Former Speaker Paul Ryan has yet another new gig — and he’s teaming up with two prior Republican House speakers this time. While other Republicans are focused on keeping Donald Trump as president or the GOP in control of the Senate, Ryan, John Boehner and Newt Gingrich are working together on a fundraising campaign to keep state legislatures that are in the hands of the GOP from flipping Democratic, according to a Wall Street Journal article from Dec. 13.
The three men will form an advisory council to the Republican State Leadership Committee (RSLC). The group describes itself as “the largest caucus of Republican state leaders in the country and the only national organization whose mission is to elect Republicans to multiple down-ballot, state-level offices.”
“We have to stop them because the outcomes of these elections will have an everlasting impact on the future of our country,” Boehner told the Wall Street Journal, addressing successful Democratic efforts to gain back statehouse seats the party lost during the Obama administration.
In September the RSLC posted an article from Politico that had the headline: “Republicans fear drubbing in next round of redistricting: It’s shaping up as a 180-degree reversal from the political landscape heading into 2010.”
That article came out before both chambers flipped from Republican to Democratic this fall, and cited the importance to the RSLC of keeping Virginia in GOP hands.
“This is as serious as a heart attack and we’ve got to do everything we can to win it because this isn’t about one cycle,” RSLC President Austin Chambers told Politico, acknowledging that his party is less focused on statehouse contests than Democrats are and stressed the importance of state house majorities to control redistricting.
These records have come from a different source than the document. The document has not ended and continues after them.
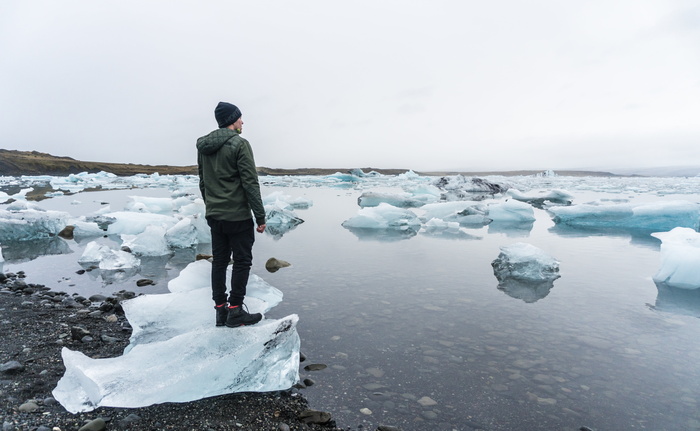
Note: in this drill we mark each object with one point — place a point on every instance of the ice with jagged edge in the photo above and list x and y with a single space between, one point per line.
658 216
176 354
525 272
23 223
384 216
680 258
106 258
“It’s about the next decade. …If we get beat in these state legislative races, in these judicial races in these critical states, our party is going to be in a bad position for the next 10 years,” added Chambers.
The RSLC says 2020 redistricting control could come down to the outcome in “fewer than 50 legislative seats across the country” which “could determine how a wide swath of congressional districts are redrawn.”
Ryan moved his family to Washington D.C. from Janesville in August, less than a year after he announced his plans to leave Congress and return to live in Janesville full time. Since that time he has taken on several positions, including starting a nonprofit, joining the board of Fox News (and its other affiliates) and serving as a lecturer at Notre Dame.